Up until very recently, certain truths had begun to take shape this election season. The political establishment seemed fairly confident that extremist primary challengers were, unlike 2010 and 2012, coming up short against Republican incumbents. The GOP establishment had figured out how to beat back Tea Partiers and had reasserted itself as the dominant force in conservative electoral politics.
House Majority Leader Eric Cantor’s (R) primary loss in Virginia last night made it abundantly clear that the embrace of those truths was premature.
Cantor, the second highest-ranking member of the House was defeated by [virtual unknown Dave Brat, a first-time candidate], an economics professor at Randolph-Macon College, in the 7th District GOP primary by a commanding 55% to 44% margin with 100% of the precincts reporting their results.“Look, obviously we came up short,” said Rep. Cantor in his concession speech.
With the benefit of hindsight, there were hints this was coming – most of us simply chose not to see them as precursors at the time. It was just last month, after all, that the Majority Leader was booed and heckled by Republican activists in his own district.
Regardless, Cantor’s defeat has upended Washington in fundamental ways. The Majority Leader was arguably Capitol Hill’s most powerful Republican and Cantor’s office was, in practical terms, the headquarters for his party’s establishment.
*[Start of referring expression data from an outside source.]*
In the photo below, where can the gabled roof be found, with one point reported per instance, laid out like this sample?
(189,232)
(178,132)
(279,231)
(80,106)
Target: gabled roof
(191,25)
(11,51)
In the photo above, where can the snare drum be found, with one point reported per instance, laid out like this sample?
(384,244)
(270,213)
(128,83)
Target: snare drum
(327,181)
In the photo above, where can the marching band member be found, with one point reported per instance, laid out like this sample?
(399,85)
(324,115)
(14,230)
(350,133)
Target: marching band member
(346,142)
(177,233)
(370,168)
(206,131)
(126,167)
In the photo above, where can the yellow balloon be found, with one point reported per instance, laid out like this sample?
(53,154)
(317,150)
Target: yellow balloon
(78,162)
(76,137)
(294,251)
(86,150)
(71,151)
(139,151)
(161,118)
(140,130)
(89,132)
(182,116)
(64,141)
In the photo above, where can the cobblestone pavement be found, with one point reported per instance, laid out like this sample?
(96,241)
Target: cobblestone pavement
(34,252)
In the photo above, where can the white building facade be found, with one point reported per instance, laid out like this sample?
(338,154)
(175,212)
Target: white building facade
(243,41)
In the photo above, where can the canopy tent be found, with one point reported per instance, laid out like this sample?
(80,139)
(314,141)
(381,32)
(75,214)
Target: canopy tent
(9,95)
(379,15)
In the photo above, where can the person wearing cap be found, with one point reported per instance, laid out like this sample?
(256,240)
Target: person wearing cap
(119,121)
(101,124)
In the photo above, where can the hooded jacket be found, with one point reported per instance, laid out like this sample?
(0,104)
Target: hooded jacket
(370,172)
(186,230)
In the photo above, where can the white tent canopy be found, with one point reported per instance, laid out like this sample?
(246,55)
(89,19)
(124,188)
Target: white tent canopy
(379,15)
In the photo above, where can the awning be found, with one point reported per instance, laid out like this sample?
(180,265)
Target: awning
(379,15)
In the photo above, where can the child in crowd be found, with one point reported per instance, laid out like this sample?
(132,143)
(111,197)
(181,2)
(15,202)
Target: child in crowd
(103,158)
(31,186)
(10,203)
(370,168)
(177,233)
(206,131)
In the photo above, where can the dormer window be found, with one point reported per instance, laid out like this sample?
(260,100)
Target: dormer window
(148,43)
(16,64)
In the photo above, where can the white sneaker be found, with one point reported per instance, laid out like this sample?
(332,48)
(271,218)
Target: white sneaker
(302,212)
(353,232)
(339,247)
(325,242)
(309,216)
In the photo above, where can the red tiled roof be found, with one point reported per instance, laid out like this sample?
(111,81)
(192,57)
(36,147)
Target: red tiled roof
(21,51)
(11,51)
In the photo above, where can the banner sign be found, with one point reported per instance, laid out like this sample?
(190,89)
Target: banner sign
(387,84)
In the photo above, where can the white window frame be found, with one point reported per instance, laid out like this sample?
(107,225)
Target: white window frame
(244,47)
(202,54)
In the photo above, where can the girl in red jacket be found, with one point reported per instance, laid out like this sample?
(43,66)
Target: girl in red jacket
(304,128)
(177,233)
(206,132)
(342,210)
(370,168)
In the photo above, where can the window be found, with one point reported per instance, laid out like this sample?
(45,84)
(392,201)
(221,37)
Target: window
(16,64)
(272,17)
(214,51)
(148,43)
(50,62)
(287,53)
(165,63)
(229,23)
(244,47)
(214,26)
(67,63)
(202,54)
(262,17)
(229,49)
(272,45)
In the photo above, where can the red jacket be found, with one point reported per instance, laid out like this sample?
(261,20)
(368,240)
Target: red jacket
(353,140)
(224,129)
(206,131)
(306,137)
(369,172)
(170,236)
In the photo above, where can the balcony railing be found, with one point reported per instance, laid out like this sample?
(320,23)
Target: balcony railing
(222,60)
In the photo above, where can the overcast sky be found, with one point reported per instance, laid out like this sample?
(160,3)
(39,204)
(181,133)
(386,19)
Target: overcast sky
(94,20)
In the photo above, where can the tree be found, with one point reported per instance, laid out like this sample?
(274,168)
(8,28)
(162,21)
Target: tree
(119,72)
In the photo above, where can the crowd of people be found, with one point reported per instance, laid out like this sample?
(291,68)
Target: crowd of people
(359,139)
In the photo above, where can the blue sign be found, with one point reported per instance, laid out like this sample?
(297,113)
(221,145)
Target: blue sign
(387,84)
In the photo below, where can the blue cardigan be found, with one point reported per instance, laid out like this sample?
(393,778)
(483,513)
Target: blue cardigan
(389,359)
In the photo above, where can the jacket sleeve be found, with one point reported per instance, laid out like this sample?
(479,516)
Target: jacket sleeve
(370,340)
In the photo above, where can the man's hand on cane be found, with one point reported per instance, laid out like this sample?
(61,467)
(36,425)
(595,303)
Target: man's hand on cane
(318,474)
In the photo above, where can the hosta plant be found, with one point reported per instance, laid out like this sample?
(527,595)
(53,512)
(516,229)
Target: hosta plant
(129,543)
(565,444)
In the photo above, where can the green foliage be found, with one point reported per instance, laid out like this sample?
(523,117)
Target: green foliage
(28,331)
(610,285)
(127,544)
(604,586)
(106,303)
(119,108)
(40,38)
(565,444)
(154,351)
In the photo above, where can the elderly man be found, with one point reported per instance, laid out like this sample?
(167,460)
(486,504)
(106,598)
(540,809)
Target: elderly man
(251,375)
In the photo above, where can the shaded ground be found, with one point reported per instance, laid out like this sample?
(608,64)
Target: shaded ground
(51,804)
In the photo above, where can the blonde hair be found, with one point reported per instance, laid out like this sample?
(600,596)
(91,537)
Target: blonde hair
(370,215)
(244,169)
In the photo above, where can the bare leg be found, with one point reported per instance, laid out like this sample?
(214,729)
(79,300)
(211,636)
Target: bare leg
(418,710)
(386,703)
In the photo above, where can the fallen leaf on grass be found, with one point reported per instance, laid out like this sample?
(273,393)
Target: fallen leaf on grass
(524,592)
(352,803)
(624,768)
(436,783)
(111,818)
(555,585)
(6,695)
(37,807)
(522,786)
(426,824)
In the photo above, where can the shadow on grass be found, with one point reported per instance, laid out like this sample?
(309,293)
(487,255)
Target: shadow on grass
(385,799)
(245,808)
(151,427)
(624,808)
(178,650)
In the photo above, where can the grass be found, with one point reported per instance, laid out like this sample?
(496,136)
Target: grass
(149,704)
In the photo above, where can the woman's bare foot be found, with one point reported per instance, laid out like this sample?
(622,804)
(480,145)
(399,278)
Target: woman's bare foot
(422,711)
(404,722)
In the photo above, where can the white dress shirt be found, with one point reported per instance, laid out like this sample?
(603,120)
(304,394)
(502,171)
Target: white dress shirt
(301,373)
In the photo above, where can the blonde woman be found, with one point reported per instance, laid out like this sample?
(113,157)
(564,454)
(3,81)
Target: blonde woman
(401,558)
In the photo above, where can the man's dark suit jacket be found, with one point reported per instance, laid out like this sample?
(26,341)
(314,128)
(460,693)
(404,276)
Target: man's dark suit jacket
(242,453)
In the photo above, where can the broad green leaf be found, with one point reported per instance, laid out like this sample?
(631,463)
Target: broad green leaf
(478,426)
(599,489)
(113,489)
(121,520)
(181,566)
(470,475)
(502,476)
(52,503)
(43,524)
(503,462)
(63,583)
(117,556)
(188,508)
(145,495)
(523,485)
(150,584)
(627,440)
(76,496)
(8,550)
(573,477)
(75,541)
The vast Beltway GOP apparatus – lobbyists, interest groups, campaign committees, donors, conservative media – relied on Cantor and his team for direction, in large part because everyone assumed he’d be Speaker of the House in 2017, if not sooner.
And as the dust settles, no one seems able to say with confidence who’s in charge among congressional Republicans right now. Indeed, because Cantor’s double-digit primary loss has no modern precedent – leaders have lost re-election fights, but never in a primary – it’s not even clear if the Virginia congressman will remain in his post for the rest of this year.
As for why Cantor lost, that’s perhaps slightly more complex than it might appear.
To be sure, Brat hammered Cantor on immigration – an ironic attack, given that Cantor has been instrumental in killing comprehensive immigration reform in the lower chamber. The incumbent scrambled to convince constituents that he hated “amnesty” for “illegals” – his words, not mine – as much as any right-wing activist, but the appeals obviously fell on deaf ears.
But plenty of other Republican incumbents faced similar pushback in GOP primaries – Ellmers in North Carolina, Boehner in Ohio, Graham in South Carolina, et al – and managed to beat back intra-party challengers with relative ease.
The question isn’t whether immigration as an issue did Cantor in. Rather, the question is why the attacks worked on Cantor when they failed against other lawmakers in similar situations. The answer, I suspect, is that the Majority Leader failed at the basics: he positioned himself as a national leader and neglected constituents in his district. Cantor hopscotched the nation and the world while Brat was knocking on doors, connecting with Republicans directly.
It’s how a seven-term incumbent can spend $5 million in his home district and still lose. Cantor spent about as much money on steakhouse dinners as Brat spent on his entire campaign, and Brat still won by double-digits.
In theory, the Majority Leader could launch a write-in campaign in the hopes of keeping his career alive, but as of this morning, there’s no indication that this is going to happen. On the contrary, 24 hours ago, Cantor was the Speaker in Waiting, but today, Cantor’s career in electoral politics appears to be over.
As for the Virginia lawmaker’s legacy, my goal is not to kick a guy when he’s down, but Cantor leaves the stage having accomplished very little. In fact, the Majority Leader has never been what one might consider an effective congressman – Cantor has been disdainful of compromises; he’s shown little patience for policy details; and he developed a reputation among those who worked with him behind the scenes for being unlikable and difficult. The Majority Leader has feuded with Speaker Boehner and his team nearly as much as Cantor has struggled to get along with the White House.
Perhaps the most notable moment of Cantor’s congressional career came in 2011 when President Obama and Speaker Boehner very nearly reached an agreement on a $4 trillion debt-reduction “Grand Bargain,” only to have Cantor intervene to kill it.
The Beltway press has long considered the Virginia Republican a “serious wonk,” but that’s never made any sense. Cantor was preoccupied with strategy and electoral goals, not substance – note the “rebranding” efforts that seemed to pop up about once a year – and he never demonstrated an expertise in any area of public policy. Despite his lengthy career and influential post, very few bills he championed ever became law.
Still, Cantor was nevertheless a center of power in Washington, and his departure creates a vacuum. The race to fill it is on.